Okay, don’t lean forward!! Don’t lean forward, oh my God don’t lean forward, remember when you used to lean forward and you could feel them press against your stomach?? Don’t lean forward anymore!! Are there some pillows anywhere? Get a nice safe lap pillow as a buffer, and then lean exactly backwards — not to the left, that’s too far left, it’s gonna press against your arm now!!!

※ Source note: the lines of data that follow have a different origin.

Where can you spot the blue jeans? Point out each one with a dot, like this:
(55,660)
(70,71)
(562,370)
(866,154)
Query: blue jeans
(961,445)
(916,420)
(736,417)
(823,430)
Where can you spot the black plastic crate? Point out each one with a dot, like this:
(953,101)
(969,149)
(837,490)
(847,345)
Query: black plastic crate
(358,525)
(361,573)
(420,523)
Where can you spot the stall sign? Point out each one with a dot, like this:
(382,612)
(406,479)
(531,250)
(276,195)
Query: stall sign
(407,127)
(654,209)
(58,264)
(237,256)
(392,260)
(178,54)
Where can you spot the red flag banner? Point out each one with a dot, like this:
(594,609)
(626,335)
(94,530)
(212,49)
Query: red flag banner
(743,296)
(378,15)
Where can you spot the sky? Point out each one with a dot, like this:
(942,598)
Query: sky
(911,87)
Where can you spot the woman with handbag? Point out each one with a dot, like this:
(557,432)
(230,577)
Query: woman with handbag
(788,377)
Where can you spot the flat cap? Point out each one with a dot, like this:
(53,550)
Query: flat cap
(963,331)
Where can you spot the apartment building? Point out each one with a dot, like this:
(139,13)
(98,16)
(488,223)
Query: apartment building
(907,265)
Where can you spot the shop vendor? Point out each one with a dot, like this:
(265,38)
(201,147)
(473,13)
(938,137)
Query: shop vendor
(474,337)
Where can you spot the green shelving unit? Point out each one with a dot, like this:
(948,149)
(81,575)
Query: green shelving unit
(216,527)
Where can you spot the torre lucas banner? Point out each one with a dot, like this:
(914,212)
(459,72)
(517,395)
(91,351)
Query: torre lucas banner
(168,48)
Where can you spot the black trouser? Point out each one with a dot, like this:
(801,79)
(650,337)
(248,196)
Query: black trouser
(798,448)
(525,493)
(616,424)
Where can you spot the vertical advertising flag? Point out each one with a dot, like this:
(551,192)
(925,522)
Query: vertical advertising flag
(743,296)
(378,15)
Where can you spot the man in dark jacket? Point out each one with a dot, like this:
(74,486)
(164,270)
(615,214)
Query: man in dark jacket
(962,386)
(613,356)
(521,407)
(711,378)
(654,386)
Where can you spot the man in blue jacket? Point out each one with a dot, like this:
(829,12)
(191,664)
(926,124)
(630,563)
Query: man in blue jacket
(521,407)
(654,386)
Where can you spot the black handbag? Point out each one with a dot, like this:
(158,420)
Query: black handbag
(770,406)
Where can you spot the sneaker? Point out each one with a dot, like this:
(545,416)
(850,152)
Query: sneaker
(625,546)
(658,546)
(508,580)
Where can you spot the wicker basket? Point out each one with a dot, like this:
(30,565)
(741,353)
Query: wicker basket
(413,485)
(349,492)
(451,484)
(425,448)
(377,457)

Well, now they’re just everywhere. You’ve made an absolute mess of it again, haven’t you? Spilling everywhere like saltine crumbs. Get your flesh in order, man, this is ridiculous. You’re responsible for them again, just like you always knew you would be eventually; top surgery was a nice dream but it’s time to wake up now. It’s probably because you slept funny last night. You probably stretched out one of the scars and then they were just able to pop back out through the rupture, like wisdom teeth. How many more sets are hiding back there behind your lungs?? Like Skee-ball tickets, these are; tear ‘em off and the machine just spits out another length. You don’t need a doctor, you need a magician who can pull the whole comically-long multi-colored ribbon out of your torso!

Time for that phone call: “Listen — you’re never gonna believe this — They grew back.”